The provided sources do not define formal risk groups for the category as a whole. The available material does identify people with travel to West Africa as a context in which Lassa fever should be considered, and it links Lassa infection to exposure to infected rodents and their excreta, blood, or meat [5]. It also indicates that tropical and subtropical settings are relevant for leptospirosis, but category-level high-risk populations for other viral haemorrhagic fevers are not specified in the snippets [6].
The source material does not provide a unified prevention strategy for this ICD category.
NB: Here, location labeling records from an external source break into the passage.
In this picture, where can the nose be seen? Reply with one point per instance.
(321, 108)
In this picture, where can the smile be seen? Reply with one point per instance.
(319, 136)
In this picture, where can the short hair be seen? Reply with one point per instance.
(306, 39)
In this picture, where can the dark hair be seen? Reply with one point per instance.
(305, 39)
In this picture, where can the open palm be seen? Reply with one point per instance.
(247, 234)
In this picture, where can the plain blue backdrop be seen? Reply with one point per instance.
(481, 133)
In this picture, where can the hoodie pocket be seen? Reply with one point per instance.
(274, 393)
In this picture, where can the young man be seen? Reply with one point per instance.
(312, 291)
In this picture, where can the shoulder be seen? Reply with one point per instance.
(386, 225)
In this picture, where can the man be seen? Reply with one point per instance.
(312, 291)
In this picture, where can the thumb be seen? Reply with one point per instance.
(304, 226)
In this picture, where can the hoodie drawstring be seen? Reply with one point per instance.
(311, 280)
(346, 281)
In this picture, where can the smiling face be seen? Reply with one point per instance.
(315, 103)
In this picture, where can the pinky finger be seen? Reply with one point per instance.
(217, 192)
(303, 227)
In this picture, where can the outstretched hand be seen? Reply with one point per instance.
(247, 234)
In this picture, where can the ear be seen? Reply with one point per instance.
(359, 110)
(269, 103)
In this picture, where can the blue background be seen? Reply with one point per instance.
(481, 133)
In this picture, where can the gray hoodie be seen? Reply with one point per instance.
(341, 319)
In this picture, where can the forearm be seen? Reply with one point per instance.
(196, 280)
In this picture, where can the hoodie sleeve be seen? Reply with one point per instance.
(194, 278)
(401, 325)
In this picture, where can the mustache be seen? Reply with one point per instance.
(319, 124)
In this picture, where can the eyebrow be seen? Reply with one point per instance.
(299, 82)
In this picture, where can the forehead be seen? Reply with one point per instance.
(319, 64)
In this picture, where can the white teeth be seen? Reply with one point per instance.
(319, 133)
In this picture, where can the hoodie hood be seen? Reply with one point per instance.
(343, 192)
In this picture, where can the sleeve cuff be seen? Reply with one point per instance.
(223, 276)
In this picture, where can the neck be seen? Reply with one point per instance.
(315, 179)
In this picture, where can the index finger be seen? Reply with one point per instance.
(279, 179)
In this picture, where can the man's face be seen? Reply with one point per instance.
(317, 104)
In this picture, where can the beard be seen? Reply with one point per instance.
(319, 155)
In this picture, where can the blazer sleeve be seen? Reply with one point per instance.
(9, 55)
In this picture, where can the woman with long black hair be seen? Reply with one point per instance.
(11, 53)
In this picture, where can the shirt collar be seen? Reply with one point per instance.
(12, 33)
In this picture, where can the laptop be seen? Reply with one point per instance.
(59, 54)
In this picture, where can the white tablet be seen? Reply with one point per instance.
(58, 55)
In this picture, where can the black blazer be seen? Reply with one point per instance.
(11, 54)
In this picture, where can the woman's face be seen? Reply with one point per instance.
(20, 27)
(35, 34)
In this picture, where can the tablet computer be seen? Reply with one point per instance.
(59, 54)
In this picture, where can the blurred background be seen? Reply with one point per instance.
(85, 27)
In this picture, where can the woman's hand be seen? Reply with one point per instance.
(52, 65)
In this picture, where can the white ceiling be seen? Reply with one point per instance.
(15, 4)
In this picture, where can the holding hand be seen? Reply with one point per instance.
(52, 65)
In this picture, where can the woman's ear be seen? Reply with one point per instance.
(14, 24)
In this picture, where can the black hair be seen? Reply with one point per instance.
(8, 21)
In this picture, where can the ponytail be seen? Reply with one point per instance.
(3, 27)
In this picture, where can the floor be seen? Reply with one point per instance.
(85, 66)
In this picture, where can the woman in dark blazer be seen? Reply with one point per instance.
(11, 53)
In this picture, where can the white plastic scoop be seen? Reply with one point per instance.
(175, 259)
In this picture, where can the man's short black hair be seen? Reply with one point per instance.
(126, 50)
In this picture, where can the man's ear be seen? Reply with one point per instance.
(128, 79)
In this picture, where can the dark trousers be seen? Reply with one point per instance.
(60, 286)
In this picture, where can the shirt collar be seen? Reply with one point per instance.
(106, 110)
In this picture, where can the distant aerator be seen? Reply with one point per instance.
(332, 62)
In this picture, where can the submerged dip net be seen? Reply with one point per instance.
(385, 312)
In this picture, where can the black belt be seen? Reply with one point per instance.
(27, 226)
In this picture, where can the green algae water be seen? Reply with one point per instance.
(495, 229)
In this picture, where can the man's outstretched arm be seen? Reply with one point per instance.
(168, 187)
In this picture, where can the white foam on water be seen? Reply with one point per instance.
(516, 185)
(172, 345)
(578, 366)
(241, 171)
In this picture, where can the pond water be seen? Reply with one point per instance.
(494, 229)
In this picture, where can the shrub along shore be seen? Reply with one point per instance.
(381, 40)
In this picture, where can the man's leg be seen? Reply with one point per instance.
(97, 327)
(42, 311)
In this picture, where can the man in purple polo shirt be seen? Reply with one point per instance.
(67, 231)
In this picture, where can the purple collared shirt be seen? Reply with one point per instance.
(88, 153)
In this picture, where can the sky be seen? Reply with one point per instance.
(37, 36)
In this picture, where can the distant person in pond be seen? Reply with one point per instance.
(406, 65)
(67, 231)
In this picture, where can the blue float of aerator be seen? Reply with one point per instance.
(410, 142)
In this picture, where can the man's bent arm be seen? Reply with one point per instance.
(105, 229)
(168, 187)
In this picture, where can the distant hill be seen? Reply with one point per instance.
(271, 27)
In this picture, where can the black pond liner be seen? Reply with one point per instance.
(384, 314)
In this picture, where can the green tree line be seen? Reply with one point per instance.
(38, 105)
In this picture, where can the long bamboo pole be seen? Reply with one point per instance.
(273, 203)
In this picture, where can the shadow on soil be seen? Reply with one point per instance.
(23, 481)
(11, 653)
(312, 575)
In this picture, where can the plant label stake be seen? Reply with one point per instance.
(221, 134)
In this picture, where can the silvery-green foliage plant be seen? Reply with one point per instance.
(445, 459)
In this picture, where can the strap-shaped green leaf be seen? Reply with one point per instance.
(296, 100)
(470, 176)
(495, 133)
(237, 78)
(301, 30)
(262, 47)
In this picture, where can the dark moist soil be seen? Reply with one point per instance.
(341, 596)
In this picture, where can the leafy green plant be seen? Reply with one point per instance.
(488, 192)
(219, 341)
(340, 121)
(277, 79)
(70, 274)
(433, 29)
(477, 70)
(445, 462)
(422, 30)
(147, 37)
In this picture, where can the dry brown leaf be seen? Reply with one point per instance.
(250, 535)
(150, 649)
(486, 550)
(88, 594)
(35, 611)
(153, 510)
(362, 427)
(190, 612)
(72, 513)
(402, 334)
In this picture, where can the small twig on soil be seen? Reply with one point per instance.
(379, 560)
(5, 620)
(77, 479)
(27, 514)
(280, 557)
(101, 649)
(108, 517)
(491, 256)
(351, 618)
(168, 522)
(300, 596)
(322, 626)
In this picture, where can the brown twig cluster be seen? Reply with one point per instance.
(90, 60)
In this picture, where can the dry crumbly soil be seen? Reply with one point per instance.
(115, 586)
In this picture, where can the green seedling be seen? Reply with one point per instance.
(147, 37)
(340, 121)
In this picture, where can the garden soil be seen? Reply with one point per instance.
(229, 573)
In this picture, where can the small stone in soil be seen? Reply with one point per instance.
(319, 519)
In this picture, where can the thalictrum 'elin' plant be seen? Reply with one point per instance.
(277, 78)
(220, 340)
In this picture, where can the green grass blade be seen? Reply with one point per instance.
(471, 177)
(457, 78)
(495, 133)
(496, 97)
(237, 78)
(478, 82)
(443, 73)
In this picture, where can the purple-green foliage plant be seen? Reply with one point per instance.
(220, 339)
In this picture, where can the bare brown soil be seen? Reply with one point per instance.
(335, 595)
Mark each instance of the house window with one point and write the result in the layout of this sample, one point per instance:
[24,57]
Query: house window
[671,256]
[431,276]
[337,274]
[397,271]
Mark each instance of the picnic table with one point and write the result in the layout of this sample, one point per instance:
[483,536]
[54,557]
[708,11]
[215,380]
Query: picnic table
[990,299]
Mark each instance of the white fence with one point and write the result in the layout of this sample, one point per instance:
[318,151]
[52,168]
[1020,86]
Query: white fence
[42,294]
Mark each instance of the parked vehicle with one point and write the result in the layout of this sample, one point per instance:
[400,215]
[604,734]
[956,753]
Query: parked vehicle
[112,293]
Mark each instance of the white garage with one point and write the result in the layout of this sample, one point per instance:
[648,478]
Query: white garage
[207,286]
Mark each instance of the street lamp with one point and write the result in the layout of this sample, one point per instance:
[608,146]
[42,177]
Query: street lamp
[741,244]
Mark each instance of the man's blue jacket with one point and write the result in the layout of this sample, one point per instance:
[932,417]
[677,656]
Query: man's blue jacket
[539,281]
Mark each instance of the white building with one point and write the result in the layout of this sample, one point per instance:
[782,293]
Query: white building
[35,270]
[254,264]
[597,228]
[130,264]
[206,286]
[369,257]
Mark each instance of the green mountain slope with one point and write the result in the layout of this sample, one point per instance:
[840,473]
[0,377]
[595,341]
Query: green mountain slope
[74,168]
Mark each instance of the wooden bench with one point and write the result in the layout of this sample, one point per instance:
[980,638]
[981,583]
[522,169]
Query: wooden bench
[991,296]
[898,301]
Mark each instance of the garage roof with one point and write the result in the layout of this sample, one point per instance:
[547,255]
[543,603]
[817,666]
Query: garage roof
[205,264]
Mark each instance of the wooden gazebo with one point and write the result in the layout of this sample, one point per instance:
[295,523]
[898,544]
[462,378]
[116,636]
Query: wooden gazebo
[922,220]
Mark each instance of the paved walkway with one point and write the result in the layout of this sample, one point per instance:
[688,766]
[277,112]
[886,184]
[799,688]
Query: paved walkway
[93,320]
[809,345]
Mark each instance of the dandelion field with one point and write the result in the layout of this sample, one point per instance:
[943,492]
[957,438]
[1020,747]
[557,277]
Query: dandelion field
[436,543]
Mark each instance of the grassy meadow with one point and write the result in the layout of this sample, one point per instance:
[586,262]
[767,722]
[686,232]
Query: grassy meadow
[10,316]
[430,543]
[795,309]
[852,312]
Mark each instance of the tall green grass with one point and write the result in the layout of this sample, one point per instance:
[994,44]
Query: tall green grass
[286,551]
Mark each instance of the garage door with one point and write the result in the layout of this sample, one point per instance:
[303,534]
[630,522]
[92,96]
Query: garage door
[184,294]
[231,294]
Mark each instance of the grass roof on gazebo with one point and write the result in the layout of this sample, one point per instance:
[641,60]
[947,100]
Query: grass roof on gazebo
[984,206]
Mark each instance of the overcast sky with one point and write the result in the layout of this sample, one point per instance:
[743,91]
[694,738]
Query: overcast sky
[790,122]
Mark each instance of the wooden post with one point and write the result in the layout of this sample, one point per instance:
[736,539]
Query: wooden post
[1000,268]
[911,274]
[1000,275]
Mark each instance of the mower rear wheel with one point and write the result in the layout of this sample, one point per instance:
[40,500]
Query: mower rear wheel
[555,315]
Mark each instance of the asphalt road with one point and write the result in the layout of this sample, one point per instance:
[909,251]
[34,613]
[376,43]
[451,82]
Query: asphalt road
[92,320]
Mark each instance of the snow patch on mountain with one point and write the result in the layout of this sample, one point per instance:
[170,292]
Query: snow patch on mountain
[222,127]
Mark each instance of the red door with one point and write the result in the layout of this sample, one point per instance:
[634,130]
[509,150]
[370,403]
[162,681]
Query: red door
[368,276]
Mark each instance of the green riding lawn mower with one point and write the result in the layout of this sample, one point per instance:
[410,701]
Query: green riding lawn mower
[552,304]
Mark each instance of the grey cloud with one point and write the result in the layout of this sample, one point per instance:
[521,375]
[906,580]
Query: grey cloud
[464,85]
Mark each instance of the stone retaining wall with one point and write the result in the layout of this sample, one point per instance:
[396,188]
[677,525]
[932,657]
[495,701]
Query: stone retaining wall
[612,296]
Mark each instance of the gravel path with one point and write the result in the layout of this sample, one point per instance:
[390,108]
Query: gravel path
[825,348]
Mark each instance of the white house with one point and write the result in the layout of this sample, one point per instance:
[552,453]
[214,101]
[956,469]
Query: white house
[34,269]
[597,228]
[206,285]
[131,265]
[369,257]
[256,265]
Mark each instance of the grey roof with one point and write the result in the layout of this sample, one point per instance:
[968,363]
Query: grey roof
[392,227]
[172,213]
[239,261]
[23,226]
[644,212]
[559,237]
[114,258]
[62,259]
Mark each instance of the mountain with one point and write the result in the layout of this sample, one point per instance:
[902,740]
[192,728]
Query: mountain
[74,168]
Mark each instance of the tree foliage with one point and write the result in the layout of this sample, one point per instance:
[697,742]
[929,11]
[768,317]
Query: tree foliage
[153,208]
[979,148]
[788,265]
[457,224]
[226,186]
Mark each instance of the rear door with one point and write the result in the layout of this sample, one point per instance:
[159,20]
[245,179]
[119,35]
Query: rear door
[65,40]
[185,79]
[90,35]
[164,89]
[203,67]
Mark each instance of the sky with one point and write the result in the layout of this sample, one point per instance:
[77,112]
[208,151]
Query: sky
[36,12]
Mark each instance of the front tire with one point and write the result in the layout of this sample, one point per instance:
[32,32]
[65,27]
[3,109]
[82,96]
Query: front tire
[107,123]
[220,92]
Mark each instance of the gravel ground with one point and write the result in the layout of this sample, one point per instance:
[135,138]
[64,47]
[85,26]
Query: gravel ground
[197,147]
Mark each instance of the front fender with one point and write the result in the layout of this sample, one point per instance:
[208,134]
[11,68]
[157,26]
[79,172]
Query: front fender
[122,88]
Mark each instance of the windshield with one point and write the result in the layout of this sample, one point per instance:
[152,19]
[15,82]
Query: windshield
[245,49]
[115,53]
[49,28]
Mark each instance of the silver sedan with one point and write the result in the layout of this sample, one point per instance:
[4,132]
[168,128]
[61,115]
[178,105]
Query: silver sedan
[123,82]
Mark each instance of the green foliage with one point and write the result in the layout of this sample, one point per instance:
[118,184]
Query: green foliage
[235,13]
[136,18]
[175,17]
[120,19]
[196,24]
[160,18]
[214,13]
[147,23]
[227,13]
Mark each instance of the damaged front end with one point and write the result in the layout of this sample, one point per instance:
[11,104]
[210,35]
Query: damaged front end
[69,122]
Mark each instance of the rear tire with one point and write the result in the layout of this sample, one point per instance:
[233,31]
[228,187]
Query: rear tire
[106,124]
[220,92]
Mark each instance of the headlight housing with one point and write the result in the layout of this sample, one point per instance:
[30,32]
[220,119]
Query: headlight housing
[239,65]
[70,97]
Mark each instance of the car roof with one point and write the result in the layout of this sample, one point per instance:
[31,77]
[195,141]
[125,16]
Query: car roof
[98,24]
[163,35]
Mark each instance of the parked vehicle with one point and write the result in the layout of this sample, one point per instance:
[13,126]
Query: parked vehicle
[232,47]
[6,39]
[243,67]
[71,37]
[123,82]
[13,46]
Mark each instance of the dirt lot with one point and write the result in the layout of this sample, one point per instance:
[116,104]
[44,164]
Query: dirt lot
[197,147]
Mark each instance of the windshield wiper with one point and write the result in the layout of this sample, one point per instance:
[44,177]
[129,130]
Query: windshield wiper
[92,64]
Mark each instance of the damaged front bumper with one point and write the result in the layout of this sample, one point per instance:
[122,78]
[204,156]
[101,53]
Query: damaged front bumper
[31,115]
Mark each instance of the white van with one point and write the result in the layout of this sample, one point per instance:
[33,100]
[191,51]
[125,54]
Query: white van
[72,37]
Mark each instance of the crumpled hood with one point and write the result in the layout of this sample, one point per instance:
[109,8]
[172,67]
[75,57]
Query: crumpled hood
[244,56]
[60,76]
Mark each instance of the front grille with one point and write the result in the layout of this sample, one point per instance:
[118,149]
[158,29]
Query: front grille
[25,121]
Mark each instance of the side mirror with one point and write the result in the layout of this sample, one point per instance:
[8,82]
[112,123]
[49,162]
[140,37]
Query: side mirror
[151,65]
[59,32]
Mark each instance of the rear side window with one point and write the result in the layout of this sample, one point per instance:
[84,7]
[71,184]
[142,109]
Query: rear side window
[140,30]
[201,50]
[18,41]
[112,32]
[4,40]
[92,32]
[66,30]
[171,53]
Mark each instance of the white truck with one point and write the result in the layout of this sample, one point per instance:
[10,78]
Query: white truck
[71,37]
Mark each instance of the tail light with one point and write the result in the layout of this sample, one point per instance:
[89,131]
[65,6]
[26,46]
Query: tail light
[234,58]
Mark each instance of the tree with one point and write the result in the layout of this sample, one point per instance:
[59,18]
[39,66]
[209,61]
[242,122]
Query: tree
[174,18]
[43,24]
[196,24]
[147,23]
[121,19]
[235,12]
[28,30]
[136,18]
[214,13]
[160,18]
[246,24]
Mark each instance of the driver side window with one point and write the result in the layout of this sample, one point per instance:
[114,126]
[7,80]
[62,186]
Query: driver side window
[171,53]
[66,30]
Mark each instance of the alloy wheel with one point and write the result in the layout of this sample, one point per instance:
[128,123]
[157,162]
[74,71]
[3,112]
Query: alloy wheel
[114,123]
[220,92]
It does state that there is an urgent need for a preventive vaccine for Lassa fever and that rapid field-friendly diagnostics are needed to support control efforts [5]. The dengue-related source emphasizes the importance of understanding haemorrhagic disease mechanisms, but source-backed public-health prevention guidance specific to this category is not otherwise given in the provided snippets [3][5].
In monitoring practice, this category should be read as a broad signal for haemorrhagic fever syndromes with overlapping and often nonspecific febrile presentations, not as a single etiologic diagnosis [5][6]. The sources highlight that cases may be confused with malaria, typhoid, dengue, yellow fever, influenza, meningitis, hepatitis, and other viral haemorrhagic fevers, making syndromic surveillance and careful differential classification important [5][6]. Source-backed detail on case definitions, laboratory confirmation pathways, or reporting thresholds for the category itself is not yet available in the provided snippets [5][6].
- 1 Ebola and other viral haemorrhagic fevers. BMJ. 2014. doi: 10.1136/bmj.g5079. DOI: https://doi.org/10.1136/bmj.g5079
- 2 Dengue and other viral haemorrhagic fevers. Oxford Textbook of Clinical Nephrology. 2015. doi: 10.1093/med/9780199592548.003.0189. DOI: https://doi.org/10.1093/med/9780199592548.003.0189
- 3 Dengue and other viral haemorrhagic fevers. Oxford Medicine Online. 2018. doi: 10.1093/med/9780199592548.003.0189_update_001. DOI: https://doi.org/10.1093/med/9780199592548.003.0189_update_001
- 4 Hapsari Putri I et al. Thrombocytopenia and Platelet Dysfunction in Acute Tropical Infectious Diseases. Semin Thromb Hemost. 2018 Oct. PMID: 29913535. doi: 10.1055/s-0038-1657778. PubMed: https://pubmed.ncbi.nlm.nih.gov/29913535/
- 5 Asogun DA et al. Lassa Fever: Epidemiology, Clinical Features, Diagnosis, Management and Prevention. Infect Dis Clin North Am. 2019 Dec. PMID: 31668199. doi: 10.1016/j.idc.2019.08.002. PubMed: https://pubmed.ncbi.nlm.nih.gov/31668199/
- 6 Musso D et al. Laboratory diagnosis of leptospirosis: a challenge. J Microbiol Immunol Infect. 2013 Aug. PMID: 23639380. doi: 10.1016/j.jmii.2013.03.001. PubMed: https://pubmed.ncbi.nlm.nih.gov/23639380/
- A98
Dataset Archive
Supplementary Data | Multi-country disease dataset
Machine-readable multi-country disease dataset (JSON/CSV) with source metadata.